Monday 11 June 2012

sendromlarim

bu sabah da her zamanki gibi geleneksel pazartesi sendromumu yasadim. ofise gitmemek icin yapmadigim halt kalmadi ama neticede gorece gec bir vakit olsa bile yine ofiste idim ve her zamanki depresyon sarkimi dinlemeye koyulmustum. t tatile gittigi icin yalniz basima daha da depresmistim.
klasiktir,
her pazartesi emekliligime ne kadar kaldigini dusunur, etrafimdaki yasli insanlara bakarak OMG derim. bugun de dedim ve fakat bugun bir de AMK ekledim arkasina zira bizim ofisteki yaslisi genci hepsi hayatindan memnun resmen. gencler tarz ve hirs yapmis, yaslilar yaslari vesilesi ile sahip olduklari makamdan memnunlar, bir kac yil daha cepleri doldururlar. AMK. ve hatta DABIL AMK.

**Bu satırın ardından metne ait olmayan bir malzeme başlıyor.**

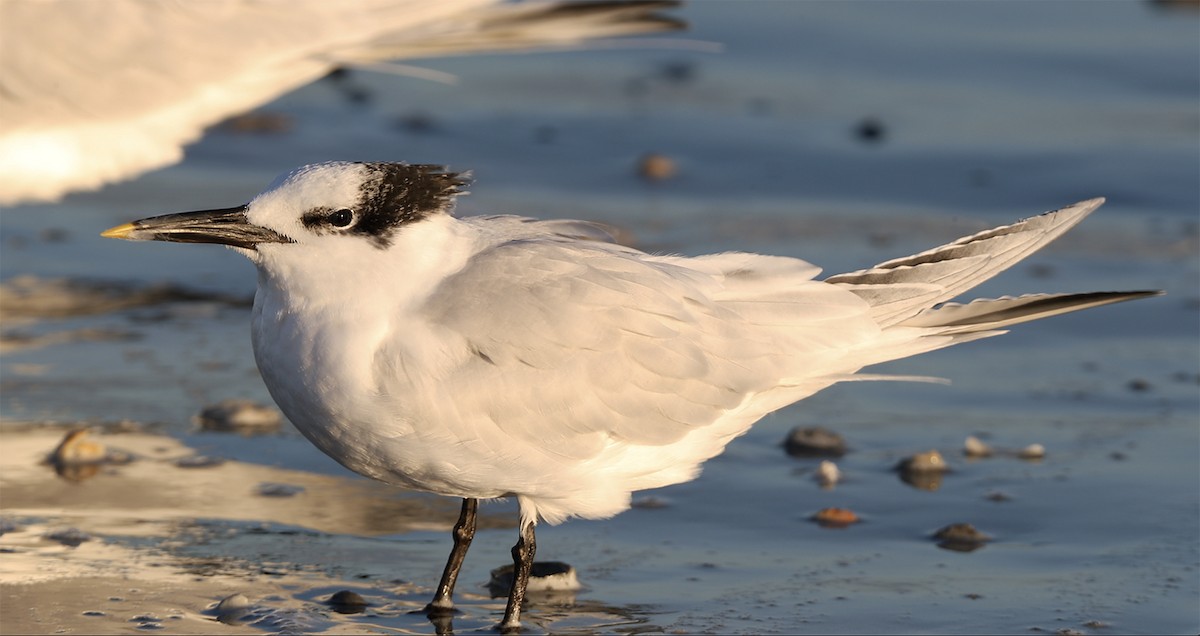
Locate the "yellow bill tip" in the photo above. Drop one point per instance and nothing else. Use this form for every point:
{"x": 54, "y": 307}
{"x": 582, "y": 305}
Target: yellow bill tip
{"x": 119, "y": 232}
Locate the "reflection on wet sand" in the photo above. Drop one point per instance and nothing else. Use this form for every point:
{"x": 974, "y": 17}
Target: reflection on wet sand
{"x": 204, "y": 550}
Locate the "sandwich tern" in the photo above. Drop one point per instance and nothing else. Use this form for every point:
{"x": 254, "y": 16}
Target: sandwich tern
{"x": 496, "y": 357}
{"x": 96, "y": 93}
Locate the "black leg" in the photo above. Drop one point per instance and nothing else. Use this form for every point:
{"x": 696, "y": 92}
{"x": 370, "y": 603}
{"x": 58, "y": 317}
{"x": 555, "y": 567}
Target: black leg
{"x": 463, "y": 532}
{"x": 522, "y": 562}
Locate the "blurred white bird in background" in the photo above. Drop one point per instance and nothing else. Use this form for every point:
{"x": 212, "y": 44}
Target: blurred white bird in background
{"x": 96, "y": 93}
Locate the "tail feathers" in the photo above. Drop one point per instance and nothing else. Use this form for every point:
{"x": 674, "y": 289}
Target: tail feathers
{"x": 525, "y": 27}
{"x": 987, "y": 315}
{"x": 901, "y": 288}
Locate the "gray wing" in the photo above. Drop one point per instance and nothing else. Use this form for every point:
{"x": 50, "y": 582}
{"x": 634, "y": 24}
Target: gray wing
{"x": 580, "y": 345}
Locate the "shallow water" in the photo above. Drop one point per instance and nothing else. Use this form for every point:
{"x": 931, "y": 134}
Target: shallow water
{"x": 989, "y": 112}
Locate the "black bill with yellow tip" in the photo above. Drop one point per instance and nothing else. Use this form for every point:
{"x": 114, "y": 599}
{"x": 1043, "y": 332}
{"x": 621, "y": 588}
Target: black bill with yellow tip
{"x": 225, "y": 227}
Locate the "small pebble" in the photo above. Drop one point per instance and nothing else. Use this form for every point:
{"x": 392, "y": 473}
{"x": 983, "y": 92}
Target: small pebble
{"x": 347, "y": 603}
{"x": 923, "y": 462}
{"x": 1033, "y": 451}
{"x": 240, "y": 415}
{"x": 923, "y": 471}
{"x": 655, "y": 167}
{"x": 827, "y": 474}
{"x": 1139, "y": 385}
{"x": 975, "y": 448}
{"x": 78, "y": 447}
{"x": 814, "y": 442}
{"x": 544, "y": 576}
{"x": 835, "y": 517}
{"x": 960, "y": 538}
{"x": 870, "y": 130}
{"x": 233, "y": 609}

bir benim o masada otururken hayati, gelecek gunleri, gidemedigi tatillerI, kopek gibi calistigi icin diger seylere ayiracagi vakitleri olmayan. sonra cok uzuldum, orton'u aradim. kahve icmeye gittik. arnavutkoy'e yuruduk. orada cekim icin bir eve bakmam gerekiyordu ve ne guzel bir semtimdi. sonra eve baktim, bu evi bana versene ya diycektim ev sahibi kadina. utandigim icin evin girisinde duran garip kirmizi heykelin kulagina fisildadim: abi baska isin yok mu burda dikilmissin dedim heykele. ev sahibi kadin duydu galiba. cok utandim. eve dondum. simdi de sali sendromuma hazirlaniyorum.